By Lewis Gould

Add former Inquirer columnist Phil Sheridan to the amen corner of media types who believe that whatever Chip Kelly does with the Eagles will not detour his ultimate return to college coaching.

Ray Didinger has said on many occasions that Kelly has not made “the investment” in being a long-term Eagles coach, the way the slow-talking, slow-thinking Andy Reid did. Yes, Reid made the commitment and he overstayed his welcome — 14 seasons even though the last six were sub-par.

Didinger even wrote in Kelly’s first year, which started 3-5 before ending 10-6, that Kelly would take the vacant USC job!!!!!!!

Which has become the second-best college coaching position in LA after UCLA.

Sheridan left the Inquirer a couple of years ago and now his typing is done for

A sample:

“Because of his marketability at the college level, Kelly is often the center of speculation that he could very easily abandon the Eagles if things don’t go well. He should have the option of whatever top college job opens up. Indeed, some college jobs just might open because a school wants to bring Kelly in. His stock is that high.”

That paragraph is known the journalism community as fact-free mush.

“Often the center of speculation?” By whom?

“He should have the option of whatever top college job opens up…” Really?

Where are the fact to back up that narrative?

There are none.

Sheridan then went on to enumerate the off-season moves Kelly has made and drew the conclusion that he has overpaid for much of the new talent.

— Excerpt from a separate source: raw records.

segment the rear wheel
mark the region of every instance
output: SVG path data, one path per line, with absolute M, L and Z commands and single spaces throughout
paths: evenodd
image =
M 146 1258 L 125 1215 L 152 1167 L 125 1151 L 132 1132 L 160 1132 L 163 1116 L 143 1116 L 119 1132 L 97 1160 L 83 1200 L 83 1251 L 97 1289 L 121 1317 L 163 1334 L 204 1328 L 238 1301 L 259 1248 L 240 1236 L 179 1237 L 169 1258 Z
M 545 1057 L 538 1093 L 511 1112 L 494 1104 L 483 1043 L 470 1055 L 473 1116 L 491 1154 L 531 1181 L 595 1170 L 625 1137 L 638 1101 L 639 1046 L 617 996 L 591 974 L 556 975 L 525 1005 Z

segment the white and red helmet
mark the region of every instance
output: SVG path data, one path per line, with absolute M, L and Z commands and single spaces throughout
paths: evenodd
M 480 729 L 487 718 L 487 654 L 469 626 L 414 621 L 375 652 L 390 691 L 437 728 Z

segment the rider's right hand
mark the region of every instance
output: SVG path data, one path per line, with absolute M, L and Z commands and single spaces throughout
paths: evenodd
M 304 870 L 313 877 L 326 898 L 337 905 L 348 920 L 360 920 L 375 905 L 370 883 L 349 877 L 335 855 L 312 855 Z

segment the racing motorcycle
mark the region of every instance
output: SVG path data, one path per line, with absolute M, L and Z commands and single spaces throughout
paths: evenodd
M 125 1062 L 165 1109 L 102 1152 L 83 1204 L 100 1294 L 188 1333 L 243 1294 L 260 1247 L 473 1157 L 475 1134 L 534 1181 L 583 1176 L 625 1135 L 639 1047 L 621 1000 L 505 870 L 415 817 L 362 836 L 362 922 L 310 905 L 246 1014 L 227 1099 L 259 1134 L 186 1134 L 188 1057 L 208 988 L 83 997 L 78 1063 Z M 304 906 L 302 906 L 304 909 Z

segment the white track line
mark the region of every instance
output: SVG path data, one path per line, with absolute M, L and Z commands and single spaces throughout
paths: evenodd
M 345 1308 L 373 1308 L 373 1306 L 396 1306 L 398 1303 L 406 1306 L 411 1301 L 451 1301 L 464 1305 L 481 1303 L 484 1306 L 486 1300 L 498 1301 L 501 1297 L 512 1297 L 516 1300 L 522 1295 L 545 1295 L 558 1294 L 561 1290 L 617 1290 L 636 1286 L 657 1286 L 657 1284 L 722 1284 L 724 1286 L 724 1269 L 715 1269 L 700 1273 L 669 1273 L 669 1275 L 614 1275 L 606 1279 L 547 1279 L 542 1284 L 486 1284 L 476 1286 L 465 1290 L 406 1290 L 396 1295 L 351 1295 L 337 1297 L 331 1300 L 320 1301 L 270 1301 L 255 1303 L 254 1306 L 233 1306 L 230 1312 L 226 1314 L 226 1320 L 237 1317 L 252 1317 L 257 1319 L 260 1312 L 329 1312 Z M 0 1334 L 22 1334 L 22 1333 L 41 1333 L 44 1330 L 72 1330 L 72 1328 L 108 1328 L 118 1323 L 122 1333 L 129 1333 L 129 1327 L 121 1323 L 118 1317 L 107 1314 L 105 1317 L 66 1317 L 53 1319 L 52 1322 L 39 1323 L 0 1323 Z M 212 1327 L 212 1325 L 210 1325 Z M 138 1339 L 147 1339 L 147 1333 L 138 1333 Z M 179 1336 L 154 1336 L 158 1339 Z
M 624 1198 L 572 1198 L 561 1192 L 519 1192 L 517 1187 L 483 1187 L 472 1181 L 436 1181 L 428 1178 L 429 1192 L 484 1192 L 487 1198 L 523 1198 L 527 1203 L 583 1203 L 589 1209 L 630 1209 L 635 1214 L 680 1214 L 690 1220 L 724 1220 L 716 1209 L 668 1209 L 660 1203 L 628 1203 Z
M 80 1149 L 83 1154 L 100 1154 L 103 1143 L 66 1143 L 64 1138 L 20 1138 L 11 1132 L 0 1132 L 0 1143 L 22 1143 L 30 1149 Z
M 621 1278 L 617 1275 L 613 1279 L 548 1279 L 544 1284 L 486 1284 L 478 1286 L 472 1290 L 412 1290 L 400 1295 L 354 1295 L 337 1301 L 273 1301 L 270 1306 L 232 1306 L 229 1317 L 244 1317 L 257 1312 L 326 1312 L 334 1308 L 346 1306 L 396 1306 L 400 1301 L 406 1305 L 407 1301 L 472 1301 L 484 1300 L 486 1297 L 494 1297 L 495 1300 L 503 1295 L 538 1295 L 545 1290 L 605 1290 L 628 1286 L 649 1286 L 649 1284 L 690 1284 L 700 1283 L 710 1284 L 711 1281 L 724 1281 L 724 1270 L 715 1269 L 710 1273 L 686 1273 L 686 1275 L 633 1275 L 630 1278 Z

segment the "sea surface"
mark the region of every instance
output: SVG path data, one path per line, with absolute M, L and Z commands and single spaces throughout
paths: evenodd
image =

Except he doesn’t put it that way.

An example:

The Dallas Cowboys wanted to hold the line at $24 million over four years for Murray. The Eagles went all the way to $42 million over five years. Oakland was also reportedly in the mix, but it’s fair to wonder if the Eagles overpaid based on the market.

Same with Maxwell. The Seahawks were not trying to compete to keep their starting cornerback. The deal with the Eagles got done very quickly.

Even at lower numbers, the Eagles seemed to be overpaying based on the market. Austin made $2 million last season on a one-year deal with the Cleveland Browns. The Eagles offered him up to $2.3 million. That’s for a player who said he had no other visits scheduled after three weeks on the free-agent market.

“It’s fair to wonder if the Eagles overpaid” is the wimp’s way of saying they overpaid.

Sheridan simply does not have the guts to say that.

He then covers his ass with the last paragraph:

Ultimately, the Eagles likely will be all right. The salary cap has risen each year and kept all but the most careless spending teams from getting into trouble. But it’s fair to wonder if the Eagles will wind up looking for relief from the contracts they’re giving out this offseason, and if that will make the situation in Philadelphia seem less attractive to Kelly in a year or two.

Here’s the thing, Phil.

The reason Kelly cleaned out many of the high-salaried players he inherited from the bumbling Reid and Howie Boy Roseman has less to do with him wanting to have his own players — he retained Brandon Graham, a Reid draft pick — than cleaning out the overspending that Howie Boy did in the past few years of his reign as GM.

Remember Nnamdi What’s His Name and Vince Young back in 2011?

How did that turn out?

Kelly is on track the make the Eagles a real Super Bowl contender.

And all Sheridan is doing is proving why the Inquirer is better off with Mike Sielski who replaced Sheridan as a columnist.